Selasa, 13 Desember 2016

SELAMAT JALAN OM AMO'

Malam itu, di tanah parantauannya, di dalam kamarnya yg dingin karena suhu AC yang terlewat rendah, di tambah dengan hujan yg mengguyur bumi, seorang gadis hanya bisa meringkuk, memikirkan berita yang didengarnya sejam yang lalu.

Beberapa jam yang lalu, dia masih sibuk memikirkan ketidakadilan kantor yg tidak membayarkan tiket pulangnya. Beberapa jam yg lalu dia masih menyelesaikan masalahnya dengan teman kantornya. Beberapa jam yang lalu dia masih semangat lari sore dan bermain basket. Beberapa jam yang lalu dia masih menikmati 3 potong semangka dan 4 tusuk sate ayam di kantin mess. Namun sejam yang lalu, setelah menyelesaikan ritual mandi dan keramasnya, dia menerima sebuah telpon. Telpon yang dipikirnya adalah telpon silaturahmi dari sepupu, tapi ternyata telpon berita kepergian seseorang.

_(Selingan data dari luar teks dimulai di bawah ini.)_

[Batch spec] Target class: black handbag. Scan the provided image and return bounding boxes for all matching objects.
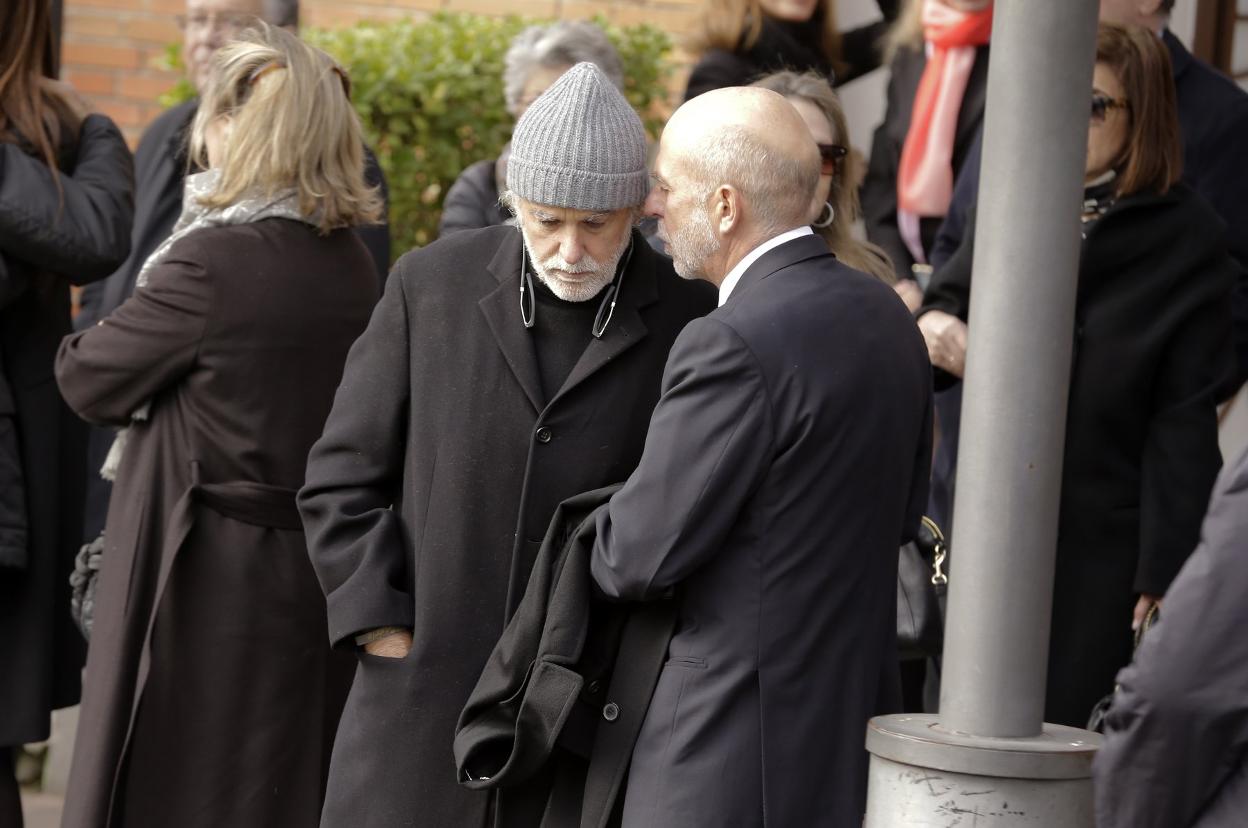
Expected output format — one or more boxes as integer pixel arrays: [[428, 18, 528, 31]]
[[897, 516, 948, 659], [1087, 603, 1161, 733]]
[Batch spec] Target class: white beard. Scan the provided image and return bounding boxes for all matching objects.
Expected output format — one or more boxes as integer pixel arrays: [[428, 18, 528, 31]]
[[520, 226, 633, 302], [660, 210, 719, 280]]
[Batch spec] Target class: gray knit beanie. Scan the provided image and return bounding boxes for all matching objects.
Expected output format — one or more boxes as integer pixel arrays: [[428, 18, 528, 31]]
[[507, 62, 650, 210]]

Kepergian sesosok figur yang ia tahu sangat mengasihinya. Seseorang yang dia ketahui dalam 2 bulan ini, sejak ia meninggalkan kampung halamannya untuk kembali bekerja di tanah rantau, sedang berjuang dengan sakit yang dia derita. Seseorang yang akan dia kunjungi saat kembali ke kampung halaman pada waktu off nanti, yang terhitung seminggu dari sekarang. Seseorang yang saat dia kunjungi nanti, akan diajak ngobrol, berdoa bersama, agar dia melupakan sejenak sakit yang dideritanya. Tapi seseorang itu ternyata sudah mengakhiri perjuangannya di dunia. Mengakhiri segala sakit yang dialami selama masih diberikan napas oleh Sang Pencipta.

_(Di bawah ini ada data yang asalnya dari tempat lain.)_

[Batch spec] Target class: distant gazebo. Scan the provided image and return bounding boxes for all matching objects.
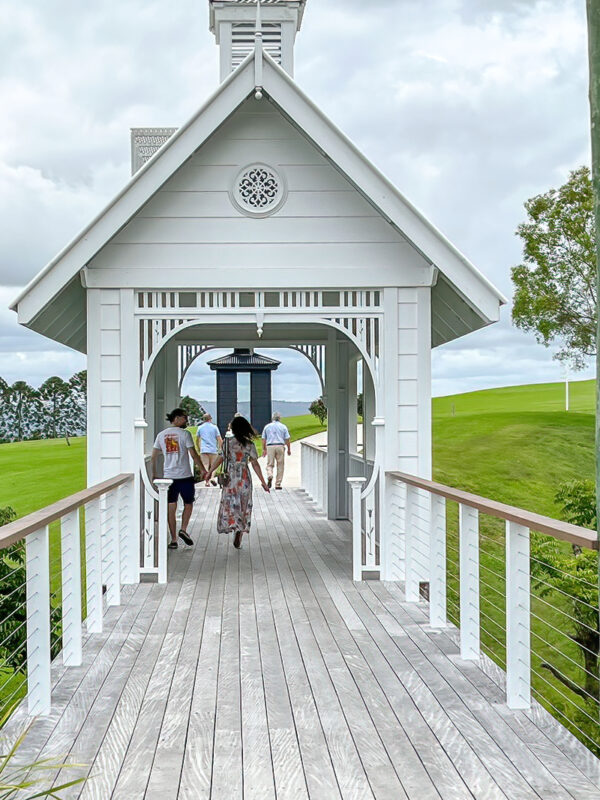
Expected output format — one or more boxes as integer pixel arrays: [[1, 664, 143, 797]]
[[208, 347, 281, 434]]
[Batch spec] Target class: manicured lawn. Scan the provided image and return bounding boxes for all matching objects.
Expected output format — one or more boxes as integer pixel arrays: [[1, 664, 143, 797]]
[[282, 414, 327, 442], [0, 437, 86, 517], [0, 388, 600, 748]]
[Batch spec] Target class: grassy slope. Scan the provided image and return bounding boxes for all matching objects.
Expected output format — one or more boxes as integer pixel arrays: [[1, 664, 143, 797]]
[[433, 381, 594, 516], [0, 414, 325, 517]]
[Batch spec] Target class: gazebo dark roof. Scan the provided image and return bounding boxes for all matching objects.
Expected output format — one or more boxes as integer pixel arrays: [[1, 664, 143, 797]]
[[207, 348, 281, 372]]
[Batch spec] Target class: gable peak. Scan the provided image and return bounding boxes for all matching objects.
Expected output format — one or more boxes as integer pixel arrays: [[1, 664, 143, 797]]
[[209, 0, 306, 80]]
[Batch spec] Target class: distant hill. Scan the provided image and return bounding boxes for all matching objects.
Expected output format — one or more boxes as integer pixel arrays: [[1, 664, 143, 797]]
[[200, 400, 311, 417]]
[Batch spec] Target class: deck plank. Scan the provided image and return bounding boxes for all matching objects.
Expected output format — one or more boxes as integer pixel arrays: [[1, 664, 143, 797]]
[[11, 489, 600, 800]]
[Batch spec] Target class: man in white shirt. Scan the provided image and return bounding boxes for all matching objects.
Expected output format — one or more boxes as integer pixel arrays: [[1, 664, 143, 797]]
[[262, 411, 292, 489], [196, 414, 223, 486], [152, 408, 204, 550]]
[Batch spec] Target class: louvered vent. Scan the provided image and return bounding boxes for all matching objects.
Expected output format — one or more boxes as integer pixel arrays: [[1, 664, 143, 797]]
[[231, 22, 281, 69]]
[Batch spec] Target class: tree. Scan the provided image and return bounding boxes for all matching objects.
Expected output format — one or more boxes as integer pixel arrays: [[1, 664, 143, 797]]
[[6, 381, 43, 442], [512, 167, 597, 369], [39, 375, 73, 439], [308, 397, 327, 425], [181, 395, 205, 425], [69, 370, 87, 436]]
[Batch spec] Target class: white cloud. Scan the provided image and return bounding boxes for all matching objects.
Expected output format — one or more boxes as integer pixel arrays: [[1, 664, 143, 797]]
[[0, 0, 589, 399]]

Si gadis kehilangan seorang sosok pekerja keras, yang setiap pagi dan sore akan melangkahkan kakinya ke kebun untuk mengurus sayur. Tidak ada lagi sosok yang tidak pernah mengeluh dengan sakit yang di deritanya. Bahkan, si gadis tidak pernah secara langsung melihatnya sakit sekalipun. Si gadis hanya mendengarnya berbicara di telpon, minta untuk di doakan, saat masuk rumah sakit beberapa waktu yang lalu.

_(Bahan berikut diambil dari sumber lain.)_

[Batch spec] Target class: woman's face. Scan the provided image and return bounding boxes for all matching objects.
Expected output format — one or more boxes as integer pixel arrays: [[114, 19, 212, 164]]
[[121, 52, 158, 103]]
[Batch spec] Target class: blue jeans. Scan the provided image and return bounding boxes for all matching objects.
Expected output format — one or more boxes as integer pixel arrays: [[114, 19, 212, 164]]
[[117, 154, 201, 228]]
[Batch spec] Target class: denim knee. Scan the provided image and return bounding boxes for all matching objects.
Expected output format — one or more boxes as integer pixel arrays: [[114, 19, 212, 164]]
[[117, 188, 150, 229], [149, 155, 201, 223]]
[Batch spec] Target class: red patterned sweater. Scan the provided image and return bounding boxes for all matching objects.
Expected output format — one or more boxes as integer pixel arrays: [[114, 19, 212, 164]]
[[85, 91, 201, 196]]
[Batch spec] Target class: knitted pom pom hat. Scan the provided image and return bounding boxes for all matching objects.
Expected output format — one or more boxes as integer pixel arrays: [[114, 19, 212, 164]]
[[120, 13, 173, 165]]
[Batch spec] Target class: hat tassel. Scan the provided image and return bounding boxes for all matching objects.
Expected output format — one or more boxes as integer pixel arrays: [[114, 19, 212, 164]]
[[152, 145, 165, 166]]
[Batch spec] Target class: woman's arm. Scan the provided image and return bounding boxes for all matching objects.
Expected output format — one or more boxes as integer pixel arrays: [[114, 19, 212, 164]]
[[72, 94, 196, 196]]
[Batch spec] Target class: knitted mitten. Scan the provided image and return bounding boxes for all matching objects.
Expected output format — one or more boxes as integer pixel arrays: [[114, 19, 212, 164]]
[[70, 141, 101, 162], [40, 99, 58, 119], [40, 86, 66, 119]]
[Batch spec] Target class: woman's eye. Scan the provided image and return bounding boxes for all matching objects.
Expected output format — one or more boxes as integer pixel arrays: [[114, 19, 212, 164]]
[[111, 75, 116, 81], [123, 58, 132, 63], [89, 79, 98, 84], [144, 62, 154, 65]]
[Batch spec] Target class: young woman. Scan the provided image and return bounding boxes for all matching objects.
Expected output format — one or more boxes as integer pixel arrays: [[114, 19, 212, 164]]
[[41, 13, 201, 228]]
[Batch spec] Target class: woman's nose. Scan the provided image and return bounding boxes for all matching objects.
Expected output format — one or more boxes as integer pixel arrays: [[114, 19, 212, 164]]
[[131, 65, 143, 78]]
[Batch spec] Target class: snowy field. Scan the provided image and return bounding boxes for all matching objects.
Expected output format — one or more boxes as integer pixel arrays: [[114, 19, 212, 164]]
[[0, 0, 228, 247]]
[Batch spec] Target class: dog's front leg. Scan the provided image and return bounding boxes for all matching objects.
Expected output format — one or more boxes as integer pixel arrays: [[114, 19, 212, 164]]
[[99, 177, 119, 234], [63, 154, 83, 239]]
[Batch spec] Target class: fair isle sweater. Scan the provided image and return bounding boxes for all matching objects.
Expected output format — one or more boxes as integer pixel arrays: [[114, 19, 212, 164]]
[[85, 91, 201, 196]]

Sekarang? Gadis itu hanya bisa meringkuk di kamarnya yang dingin, mendengar berita dari sambungan telpon akibat jarak beribu-ribu kilometer yang memisahkannya dengan kampung halaman. Semua kenangan kembali berulang di otaknya. Tidak ada lagi seorang tua yang akan menyambutnya saat datang di rumahnya. Tidak ada lagi 1 ekor ayam yang akan langsung meregang nyawa saat si gadis ingin makan ayam bakar. Tidak ada lagi sapaan khasnya yang akan menanyakan keadaannya di Kalimantan, atau keadaan keluarga di Makassar, atau keadaan si adik di Toli-Toli. Tidak ada lagi ajakan untuk menginap di rumahnya, atau sekadar nongkrong di depan rumah sambil meminum bir.

Seorang gadis perantauan
meringkuk dalam kamarnya, menumpahkan setiap kesedihan yang ia rasakan melalui air mata, dan mengatakan, "selamat jalan Om Amo', Tuhan Yesus sudah angkat penyakit mu."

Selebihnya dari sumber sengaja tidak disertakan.